Later in his speech, Obama added, “In the West’s current
debate around immigration, for example, it’s not wrong to insist that national
borders matter; whether you’re a citizen or not is going to matter to a
government, that laws need to be followed; that in the public realm newcomers
should make an effort to adapt to the language and customs of their new home.”
How different would the Obama era look if he had
emphasized that message at every
opportunity?
Obama said progress requires “laws that root out
corruption and ensures fair dealing in business.” Does he think the Clinton
Foundation fits into that vision? How about the former Obama Treasury secretary
Tim Geithner’s tax evasion? How about former congressman Charlie Rangel’s tax
evasion? The six-figure and seven-figure sums of unpaid taxes of Tom Daschle,
Claire McCaskill, or Al Sharpton? Does Obama grasp why the public might
virulently recoil when those who support higher taxes escape serious
consequence for not paying their own?
Obama declared, “It’s not just money that a job provides;
it provides dignity and structure and a sense of place and a sense of purpose.”
Amen, Mr. President! How long have conservatives made this argument in various
welfare-to-work proposals?
Some parts of Obama’s speech were great, such as when he
directly attacked the idea that human rights, freedom, and pluralism were
incompatible with some cultures: “We have to resist the notion that basic human
rights like freedom to dissent, or the right of women to fully participate in
the society, or the right of minorities to equal treatment, or the rights of
people not to be beat up and jailed because of their sexual orientation — we
have to be careful not to say that somehow, well, that doesn’t apply to us,
that those are Western ideas rather than universal imperatives.”
But in that light, a more generous assessment of the Bush
administration’s “freedom agenda” is warranted. It wasn’t naïve or unrealistic
or happy talk; it was principled.
Discussing partisanship and division, Obama said, “Maybe
we can change their minds, but maybe they’ll change ours. And you can’t do this
if you just out of hand disregard what your opponents have to say from the
start.” That’s a great message. But this is the man who responded to GOP
criticism of his stimulus package with, “I won.”
And when Obama complained, “Unfortunately, too much of
politics today seems to reject the very concept of objective truth. People just
make stuff up,” a lot of Americans no doubt heard, “If you like your plan, you
can keep your plan, and if you like your doctor, you can keep your doctor”
ringing in our ears.
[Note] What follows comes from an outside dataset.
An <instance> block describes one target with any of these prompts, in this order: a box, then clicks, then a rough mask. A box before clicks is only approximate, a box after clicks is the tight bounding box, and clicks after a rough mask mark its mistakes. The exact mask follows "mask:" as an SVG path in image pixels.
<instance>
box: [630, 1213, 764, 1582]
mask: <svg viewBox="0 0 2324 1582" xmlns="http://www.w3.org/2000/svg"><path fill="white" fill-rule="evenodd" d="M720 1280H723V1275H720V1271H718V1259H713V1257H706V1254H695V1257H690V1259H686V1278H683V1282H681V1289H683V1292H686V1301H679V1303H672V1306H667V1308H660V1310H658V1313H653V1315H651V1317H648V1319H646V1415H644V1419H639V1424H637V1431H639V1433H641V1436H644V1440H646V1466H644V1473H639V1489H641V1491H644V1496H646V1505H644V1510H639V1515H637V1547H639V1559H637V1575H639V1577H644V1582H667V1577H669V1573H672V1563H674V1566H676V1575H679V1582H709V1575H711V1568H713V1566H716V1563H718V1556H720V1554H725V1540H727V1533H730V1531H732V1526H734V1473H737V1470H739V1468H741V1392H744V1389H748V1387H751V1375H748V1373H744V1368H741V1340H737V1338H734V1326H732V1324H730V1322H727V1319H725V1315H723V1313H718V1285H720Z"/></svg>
Obamacare was passed with the necessary assistance of a pack
of lies, with its architect gloating about the “stupidity” of the American
voter and boasting that the “lack of transparency is a huge political
advantage.” Obama hates cynical, dishonest politics — up until the moment he
needs it.
Identity politics, cynicism, tolerance of corruption,
hardline partisanship, shameless dishonesty, a shallow obsession with
celebrities, an appetite for utopian slogans instead of serious and realistic
proposals, demagoguery … if all of these forces play bigger roles in American
politics in 2018 than they did in 2008, whose fault is that?